Bu ülkede yan yana, iç iç, omuz omuza birlikte yaşadığı / yaşlandığı insanları sevenler, halkına inananlar, son kertede toplumun sağduyusuna güvenenler var. Bunca provokasyona rağmen on yıllardır bir iç savaş çıkmamasını buna bağlamak mümkün.
Bir de her fırsatta halkını küçümseyen, cehaletini, zevksizliğini, hamasi duyguların ürettiği keskin milliyetçiliğini siyaseten faşizme uyarlayarak hakir görüp aşağılayan, doğrusunu 'ben bilirim'ciler var.
Bakıyorum da, bu keskin eleştiri yapanların özellikle çevre, mimari, sanat gibi hemen her alanda yaptıkları yorumlara çoğunlukla katılıyorum. İstişare etmeden yerel yönetimlerde karar merci olmaya, ehil olmadan sanat ve kültür yetkilisi ilan edilmeye epey itirazlarım oldu, oluyor. Fakat buna rağmen bu keskin eleştiriler, komşularımı, şehirlilerimi, vatandaşlarımı sevmeme, onlara güvenmeme hiçbir engel teşkil etmiyor...

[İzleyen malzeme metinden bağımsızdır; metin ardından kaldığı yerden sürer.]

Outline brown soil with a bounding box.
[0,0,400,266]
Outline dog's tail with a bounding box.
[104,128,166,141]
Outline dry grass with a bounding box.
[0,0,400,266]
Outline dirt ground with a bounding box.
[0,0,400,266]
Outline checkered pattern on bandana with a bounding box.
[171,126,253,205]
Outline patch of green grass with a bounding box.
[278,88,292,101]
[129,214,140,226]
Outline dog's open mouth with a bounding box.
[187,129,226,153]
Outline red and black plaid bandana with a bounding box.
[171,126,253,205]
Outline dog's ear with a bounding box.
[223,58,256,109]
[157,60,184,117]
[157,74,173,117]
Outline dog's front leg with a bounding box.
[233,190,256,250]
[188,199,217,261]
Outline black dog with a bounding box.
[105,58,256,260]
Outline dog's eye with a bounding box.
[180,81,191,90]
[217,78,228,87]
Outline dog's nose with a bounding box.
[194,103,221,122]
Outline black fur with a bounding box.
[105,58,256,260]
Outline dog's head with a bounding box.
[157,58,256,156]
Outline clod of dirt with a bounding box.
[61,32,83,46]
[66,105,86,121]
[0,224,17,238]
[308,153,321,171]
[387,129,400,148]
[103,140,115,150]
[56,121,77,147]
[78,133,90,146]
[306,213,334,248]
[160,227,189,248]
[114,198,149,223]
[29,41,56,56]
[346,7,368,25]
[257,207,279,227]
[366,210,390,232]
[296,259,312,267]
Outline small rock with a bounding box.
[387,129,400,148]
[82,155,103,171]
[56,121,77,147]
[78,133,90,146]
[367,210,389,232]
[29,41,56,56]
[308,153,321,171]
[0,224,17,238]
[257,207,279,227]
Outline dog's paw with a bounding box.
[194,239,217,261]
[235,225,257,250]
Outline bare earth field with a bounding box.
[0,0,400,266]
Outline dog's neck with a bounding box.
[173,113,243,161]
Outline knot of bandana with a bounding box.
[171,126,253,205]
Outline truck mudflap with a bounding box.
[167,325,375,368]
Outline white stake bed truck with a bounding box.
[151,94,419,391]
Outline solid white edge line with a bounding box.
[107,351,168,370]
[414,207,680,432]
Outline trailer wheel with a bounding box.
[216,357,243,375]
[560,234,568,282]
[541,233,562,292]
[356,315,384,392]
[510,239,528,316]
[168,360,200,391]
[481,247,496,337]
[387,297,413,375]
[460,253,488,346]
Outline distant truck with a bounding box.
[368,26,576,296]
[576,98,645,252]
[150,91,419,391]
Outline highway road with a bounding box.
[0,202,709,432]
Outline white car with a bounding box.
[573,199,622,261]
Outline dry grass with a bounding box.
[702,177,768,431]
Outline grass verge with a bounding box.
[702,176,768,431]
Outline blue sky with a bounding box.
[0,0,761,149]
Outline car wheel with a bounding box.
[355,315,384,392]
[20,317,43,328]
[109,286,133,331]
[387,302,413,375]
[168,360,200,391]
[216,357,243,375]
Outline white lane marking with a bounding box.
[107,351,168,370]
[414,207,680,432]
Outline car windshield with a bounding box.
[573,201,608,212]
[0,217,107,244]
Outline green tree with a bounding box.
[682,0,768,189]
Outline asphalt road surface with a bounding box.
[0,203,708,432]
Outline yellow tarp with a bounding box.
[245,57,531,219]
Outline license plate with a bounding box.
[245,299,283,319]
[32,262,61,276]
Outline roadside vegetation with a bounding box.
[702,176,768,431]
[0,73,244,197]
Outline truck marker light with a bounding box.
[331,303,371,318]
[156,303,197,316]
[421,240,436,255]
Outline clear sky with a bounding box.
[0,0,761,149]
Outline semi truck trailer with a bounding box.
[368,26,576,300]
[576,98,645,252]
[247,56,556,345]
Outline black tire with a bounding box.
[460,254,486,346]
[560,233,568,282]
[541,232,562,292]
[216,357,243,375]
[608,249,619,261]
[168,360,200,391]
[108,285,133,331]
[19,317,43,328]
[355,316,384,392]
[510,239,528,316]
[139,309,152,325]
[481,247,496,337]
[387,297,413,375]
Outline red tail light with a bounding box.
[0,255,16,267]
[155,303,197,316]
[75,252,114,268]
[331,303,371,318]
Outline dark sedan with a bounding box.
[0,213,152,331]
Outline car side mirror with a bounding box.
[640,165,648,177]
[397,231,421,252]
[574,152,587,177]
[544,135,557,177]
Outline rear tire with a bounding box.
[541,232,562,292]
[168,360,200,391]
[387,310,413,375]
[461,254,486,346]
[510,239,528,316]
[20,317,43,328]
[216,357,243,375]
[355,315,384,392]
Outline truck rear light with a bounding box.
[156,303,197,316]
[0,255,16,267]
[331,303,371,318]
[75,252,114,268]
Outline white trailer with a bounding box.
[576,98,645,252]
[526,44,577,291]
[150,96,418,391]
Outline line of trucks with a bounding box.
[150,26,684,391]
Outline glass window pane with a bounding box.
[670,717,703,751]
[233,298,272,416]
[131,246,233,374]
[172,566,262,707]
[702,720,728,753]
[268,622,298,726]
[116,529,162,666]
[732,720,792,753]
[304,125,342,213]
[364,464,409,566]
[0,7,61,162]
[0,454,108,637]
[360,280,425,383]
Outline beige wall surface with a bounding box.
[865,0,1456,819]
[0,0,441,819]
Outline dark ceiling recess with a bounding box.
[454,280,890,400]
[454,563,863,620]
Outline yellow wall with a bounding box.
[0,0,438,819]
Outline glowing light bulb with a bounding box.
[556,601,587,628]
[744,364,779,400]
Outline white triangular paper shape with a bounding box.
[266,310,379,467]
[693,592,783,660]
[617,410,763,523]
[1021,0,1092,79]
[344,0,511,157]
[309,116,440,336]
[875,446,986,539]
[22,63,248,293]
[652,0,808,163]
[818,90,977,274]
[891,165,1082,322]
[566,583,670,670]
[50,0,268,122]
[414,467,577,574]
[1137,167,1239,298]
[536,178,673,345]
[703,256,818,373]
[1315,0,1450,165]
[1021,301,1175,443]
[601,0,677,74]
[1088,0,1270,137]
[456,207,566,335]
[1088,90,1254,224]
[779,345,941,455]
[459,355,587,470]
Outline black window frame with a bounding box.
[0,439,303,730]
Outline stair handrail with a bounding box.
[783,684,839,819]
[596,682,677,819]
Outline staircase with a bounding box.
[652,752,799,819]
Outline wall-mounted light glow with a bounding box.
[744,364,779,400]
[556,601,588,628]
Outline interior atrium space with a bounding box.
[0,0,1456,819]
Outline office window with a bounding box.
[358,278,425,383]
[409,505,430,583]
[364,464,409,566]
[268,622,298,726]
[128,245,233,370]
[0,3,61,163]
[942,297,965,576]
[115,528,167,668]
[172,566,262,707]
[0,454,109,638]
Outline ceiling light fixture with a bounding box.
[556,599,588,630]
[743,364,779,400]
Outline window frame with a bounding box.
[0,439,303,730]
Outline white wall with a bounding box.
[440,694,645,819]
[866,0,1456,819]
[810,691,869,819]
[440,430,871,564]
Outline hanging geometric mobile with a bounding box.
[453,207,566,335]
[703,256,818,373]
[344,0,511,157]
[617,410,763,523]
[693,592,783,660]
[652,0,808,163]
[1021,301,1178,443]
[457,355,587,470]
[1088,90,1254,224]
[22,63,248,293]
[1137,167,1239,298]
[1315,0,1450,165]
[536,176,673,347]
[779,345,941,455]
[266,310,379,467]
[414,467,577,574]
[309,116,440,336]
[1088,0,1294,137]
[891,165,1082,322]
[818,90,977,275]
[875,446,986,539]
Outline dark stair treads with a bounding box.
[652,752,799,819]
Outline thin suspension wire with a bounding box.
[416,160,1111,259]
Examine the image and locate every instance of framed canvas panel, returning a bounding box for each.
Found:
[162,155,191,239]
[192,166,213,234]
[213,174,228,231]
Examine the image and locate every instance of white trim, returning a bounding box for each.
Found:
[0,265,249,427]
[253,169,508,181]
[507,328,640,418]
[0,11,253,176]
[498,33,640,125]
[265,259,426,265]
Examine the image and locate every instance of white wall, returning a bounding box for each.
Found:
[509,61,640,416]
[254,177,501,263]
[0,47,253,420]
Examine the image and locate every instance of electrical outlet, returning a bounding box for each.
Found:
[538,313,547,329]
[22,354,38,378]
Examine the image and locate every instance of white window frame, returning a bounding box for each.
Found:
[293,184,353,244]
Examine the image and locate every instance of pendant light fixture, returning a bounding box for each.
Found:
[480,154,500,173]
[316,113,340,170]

Bu güven riskine bugünlerde fetöcü projenin yıllar yılı her şekle, her modele, mizaca bürünerek güven ve dostluk duygumuzu kökünden istismar etmiş olmasını ekleyin. Üstüne bir de Pkk sever zihniyetin terörü meşru gösterme çabasındaki ideolojik zaaflarının meşruiyet bulmasını da koyun. Yeniden güven ve sevgi ekseninde bir toplumsal mutabakat kurmanın kolay olmadığı ortada.